Da nicht mehr alle Verstorbenen aus dem Lungenlazarett Englburg in Fürstenstein begraben werden konnten, wurden sie neben der sog. Waldkapelle bestattet. Später erfolgte die Umbettung auf die Kriegsgräberstätte in Hofkirchen/Donau.

Am 26. August 1946 meldete das Krankenhaus für Lungenkranke

auf Schloss Englburg, dass Herr Heinrich Klein am 24. August 1946 verstorben ist.
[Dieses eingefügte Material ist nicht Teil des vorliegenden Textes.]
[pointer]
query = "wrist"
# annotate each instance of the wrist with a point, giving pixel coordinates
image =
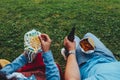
(70, 52)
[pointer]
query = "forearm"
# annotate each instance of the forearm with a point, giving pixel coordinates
(72, 70)
(15, 65)
(52, 72)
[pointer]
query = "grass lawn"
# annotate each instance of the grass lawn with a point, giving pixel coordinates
(56, 17)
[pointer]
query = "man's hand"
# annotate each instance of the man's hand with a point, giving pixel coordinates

Wer war dieser Heinrich Klein?

Die Autorin und Ärztin Dr. Ingild Janda-Busl erforschte das Schicksal der Juden im Land­kreis Tirschenreuth.

Einer von diesen war der 28.04.1873 in Wien geborene Heinrich Klein. Sein Vater war Bahnbeamter. Nach Ableistung seines Militärdienst in der österreichischen Armee kam er 1897 nach Waldsassen. Dort arbeitete er in einer Glasfabrik. 1905 heiratete er eine Frau katholischen Glaubens.
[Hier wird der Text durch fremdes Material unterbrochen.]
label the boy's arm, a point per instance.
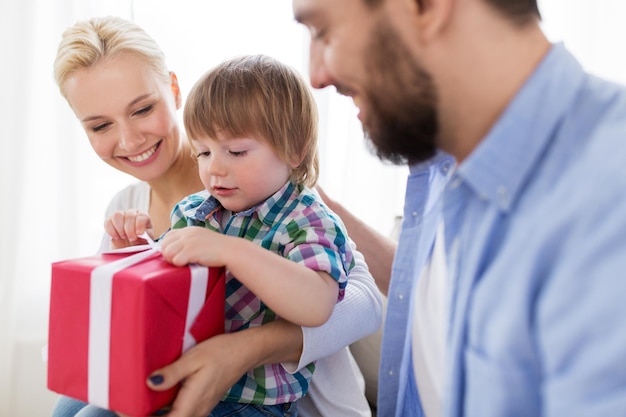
(377, 248)
(291, 289)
Im Dritten Reich war er als Jude und seine Familie vielen Repressalien ausgesetzt, obwohl er 1936 aus der israelitischen Religionsgemeinschaft ausgetreten und katholisch getauft worden war.
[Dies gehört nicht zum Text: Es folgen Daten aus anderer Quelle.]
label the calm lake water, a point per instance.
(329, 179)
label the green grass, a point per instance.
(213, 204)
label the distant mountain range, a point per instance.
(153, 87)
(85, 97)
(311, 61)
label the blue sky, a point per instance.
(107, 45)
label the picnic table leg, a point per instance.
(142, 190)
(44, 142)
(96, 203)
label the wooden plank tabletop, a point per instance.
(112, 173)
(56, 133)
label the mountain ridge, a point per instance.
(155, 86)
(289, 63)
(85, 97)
Seine Frau starb 1942. Zwei Jahre später wurde er auf Veranlassung der Gestapo verhaftet und An­fang 1944 in das KZ Theresienstadt deportiert. Beim Kriegsende 1945 wurde er befreit und kehrte schwerkrank nach Waldsassen zurück.

Wegen seines schlechten Gesundheitszustands wurde er am 14. August 1946 in das Krankenhaus für Lungenkranke auf Schloss Englburg eingeliefert. Zehn Tage später starb er. Ein Sohn von Hein­rich Klein holte den Leichnam in Tittling ab und brachte ihn zur Bestattung nach Waldsassen.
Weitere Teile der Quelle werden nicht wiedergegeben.